Speaking of playing according to the rules…
Know the rules!
At the time he hit his tee shot right of right on the 13th hole, many of the commentators were talking about how Spieth should have gone back to the tee and played from there.
Certainly, he had that option, but his other options were to play the ball as it lied or to take an unplayable lie.
The pros have the advantage of having rules officials with them to explain their options and ensure they are playing according to the rules (which calls into question why any player on any major tour would ever take an improper drop.)
Because we don’t always have officials to assist us, we have to know the rules so we can play within them and ensure our competitors do, too.
I’m not saying you have to know every single rule inside and out (although I would hardly fault with anyone for wanting to.) What I’m saying is you should be familiar with your options under the rules for most situations you might encounter.
Knowing the rules can save you time, strokes, and long walks back to the tee to reload.
Focus on hitting greens in regulation and putting
Jordan Spieth ranked tied for 100th for the week in hitting fairways at Birkdale and will never be called a long hitter off the tee, but he was tied for 3rd in greens in regulation and 16th in average putts per round.
He made a clutch putt after clutch putt on the last six holes, including a bomb for eagle on 15, and the testy bogey on 13.
All of this goes to show that you don’t have to be the longest off the tee and you don’t have to hit every fairway, but if you can get your ball on the green and make some putts, you can perform.
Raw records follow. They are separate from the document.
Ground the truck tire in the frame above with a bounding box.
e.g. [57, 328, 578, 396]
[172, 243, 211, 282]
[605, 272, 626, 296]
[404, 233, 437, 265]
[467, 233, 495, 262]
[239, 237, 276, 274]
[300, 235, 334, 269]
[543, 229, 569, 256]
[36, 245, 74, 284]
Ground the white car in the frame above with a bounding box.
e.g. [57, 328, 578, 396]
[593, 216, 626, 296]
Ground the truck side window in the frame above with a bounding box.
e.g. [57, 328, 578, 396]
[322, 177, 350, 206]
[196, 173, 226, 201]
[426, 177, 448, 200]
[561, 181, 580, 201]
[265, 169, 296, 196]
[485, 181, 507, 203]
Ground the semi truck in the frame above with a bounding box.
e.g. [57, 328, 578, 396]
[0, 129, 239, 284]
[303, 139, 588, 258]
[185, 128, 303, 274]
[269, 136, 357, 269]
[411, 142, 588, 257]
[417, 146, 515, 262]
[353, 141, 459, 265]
Obviously, this tournament and this course allow for more playability if you miss the fairway when compared to the U.S. Open, but the point is that length off the tee and hitting a massive number of fairways is not going to improve your scores the way getting on the green more often and making putts will.
The temptation is to blast drivers on the driving range because it’s fun to swing hard and watch the ball sail off into the distance, but if you devote more time to your short irons on the range and your putting on the practice green, you are going to see your scores improve dramatically and quickly.
Remember, 67% of the game is played from 150 and closer to the green, and half the game is played on the green. Let me say that again: HALF the game is played on the green! So, even if you don’t practice your short and middle irons, you can take strokes off your game simply by practicing lag putting and knocking down putts from inside six feet.
Just like the Champion Golfer of the Year for 2017.